FPA seeks co-operative approach

advice financial advice industry compliance recruitment commissions remuneration disclosure financial services association chief executive industry funds FPA

30 May 2007
| By Mike Taylor |

The chief executive of the Financial Planning Association (FPA), Jo-Anne Bloch, used an address to the Conference of Major Superannuation Funds (CMSF) on the Gold Coast to call for a united approach between planners and industry funds on the delivery of quality advice to consumers.

Speaking just days after Industry Funds spokesman Garry Weaven used the conference to reinforce his calls for legislation imposing an obligation on planners to provide advice in the best interests of clients, Bloch said it was time to recognise how heavily regulated the financial advice industry was.

“Recognising that the advice industry is heavily regulated, shouldn’t we embrace the fact that there are different ways to deliver advice,” she said.

“As long as there is tough regulation and as long as there is full disclosure and transparency, consumers should be able to choose whether they need advice, whether they want advice relating to a product only, or whether they want more complex advice, which might include a whole lot more than super.”

Bloch said a heavily regulated model should be capable of overcoming arguments about fees and commissions, and the real debate should now be about the delivery of advice across the industry to those who need and want it.

She said the Federal Government’s Financial Services Reform regime was working, while the FPA’s codes on soft dollars, rebates and conflicts of interest principles were effective.

“As long as there is tough regulation and as long as there is full disclosure and transparency, consumers should be able to choose whether they need advice, whether they want advice relating to a product only, or whether they want more complex advice, which might include much more than super,” Bloch said.

“Fees and commissions should feature in that choice, but not at the expense of getting advice altogether,” she said.

The chief executive of the Investment and Financial Services Association, Richard Gilbert, told CMSF delegates that Australia was confronting a supply crisis in terms of delivering advice.

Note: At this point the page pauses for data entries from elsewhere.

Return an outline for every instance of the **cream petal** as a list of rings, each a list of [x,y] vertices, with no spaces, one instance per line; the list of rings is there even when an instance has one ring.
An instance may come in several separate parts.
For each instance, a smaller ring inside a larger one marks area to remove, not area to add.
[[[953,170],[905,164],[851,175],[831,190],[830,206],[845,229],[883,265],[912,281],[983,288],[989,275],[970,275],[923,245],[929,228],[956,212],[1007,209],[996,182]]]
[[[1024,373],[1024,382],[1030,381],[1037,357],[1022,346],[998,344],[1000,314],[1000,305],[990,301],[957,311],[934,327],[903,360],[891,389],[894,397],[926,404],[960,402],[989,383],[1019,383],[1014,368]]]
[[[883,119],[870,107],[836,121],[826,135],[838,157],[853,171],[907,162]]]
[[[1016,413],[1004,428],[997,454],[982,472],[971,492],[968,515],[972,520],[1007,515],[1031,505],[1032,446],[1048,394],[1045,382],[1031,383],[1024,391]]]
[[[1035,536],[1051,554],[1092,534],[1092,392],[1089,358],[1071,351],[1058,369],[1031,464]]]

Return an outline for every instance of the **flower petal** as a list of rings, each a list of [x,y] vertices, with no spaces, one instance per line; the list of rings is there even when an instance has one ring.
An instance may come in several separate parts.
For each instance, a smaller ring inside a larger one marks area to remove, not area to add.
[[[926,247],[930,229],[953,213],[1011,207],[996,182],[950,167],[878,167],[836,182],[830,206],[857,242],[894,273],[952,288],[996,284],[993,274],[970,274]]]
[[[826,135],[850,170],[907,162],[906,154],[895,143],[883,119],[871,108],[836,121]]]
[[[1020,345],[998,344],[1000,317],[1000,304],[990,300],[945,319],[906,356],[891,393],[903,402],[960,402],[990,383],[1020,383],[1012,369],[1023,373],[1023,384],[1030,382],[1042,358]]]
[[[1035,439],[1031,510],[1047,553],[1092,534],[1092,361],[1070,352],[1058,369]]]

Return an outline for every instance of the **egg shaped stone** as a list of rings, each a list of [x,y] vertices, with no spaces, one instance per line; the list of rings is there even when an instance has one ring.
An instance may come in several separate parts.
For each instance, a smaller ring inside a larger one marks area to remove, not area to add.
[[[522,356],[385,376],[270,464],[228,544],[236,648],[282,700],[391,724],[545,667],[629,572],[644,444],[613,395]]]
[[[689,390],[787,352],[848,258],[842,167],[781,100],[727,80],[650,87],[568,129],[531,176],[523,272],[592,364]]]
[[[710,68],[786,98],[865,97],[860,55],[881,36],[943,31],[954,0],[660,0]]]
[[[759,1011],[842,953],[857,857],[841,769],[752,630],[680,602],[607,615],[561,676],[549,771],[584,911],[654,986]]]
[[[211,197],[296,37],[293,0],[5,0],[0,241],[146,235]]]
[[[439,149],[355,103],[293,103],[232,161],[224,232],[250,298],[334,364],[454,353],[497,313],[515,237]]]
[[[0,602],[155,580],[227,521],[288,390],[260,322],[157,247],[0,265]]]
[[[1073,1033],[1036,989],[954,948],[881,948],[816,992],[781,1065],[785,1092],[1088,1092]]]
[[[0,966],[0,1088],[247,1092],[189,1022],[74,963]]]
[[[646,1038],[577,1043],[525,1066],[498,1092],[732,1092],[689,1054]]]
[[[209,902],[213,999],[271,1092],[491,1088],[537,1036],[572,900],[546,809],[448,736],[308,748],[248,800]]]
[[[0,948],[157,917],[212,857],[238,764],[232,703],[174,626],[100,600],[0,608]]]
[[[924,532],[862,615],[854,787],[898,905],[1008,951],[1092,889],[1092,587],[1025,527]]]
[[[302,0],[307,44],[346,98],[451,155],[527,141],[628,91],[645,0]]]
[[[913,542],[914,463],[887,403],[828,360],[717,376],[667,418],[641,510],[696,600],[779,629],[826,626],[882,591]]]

“What we have in Australia is a surging demand for advice which is outpacing supply,” he said.

Like Bloch, Gilbert said the industry at large and the regulator, the Australian Securitiesand Investments Commission, needed to collaborate quickly to come up with solutions that would boost both adviser numbers and output.

“But we have continual calls to increase compliance and actually raise the quality bar,” he said. “If these calls are heeded, the shortage will become even more apparent.”

Gilbert said there were currently around 16,000 full-time equivalent planners in Australia and that the larger dealer groups were experiencing net growth of about 10 per cent in terms of planner numbers.

However, he said his contacts in the major dealer groups were repeatedly revealing that they needed more planners than were available.

Gilbert said the current recruitment bonanza would probably lead to spiralling remuneration whether via salary, flat fees, profit shares, bonuses or trails.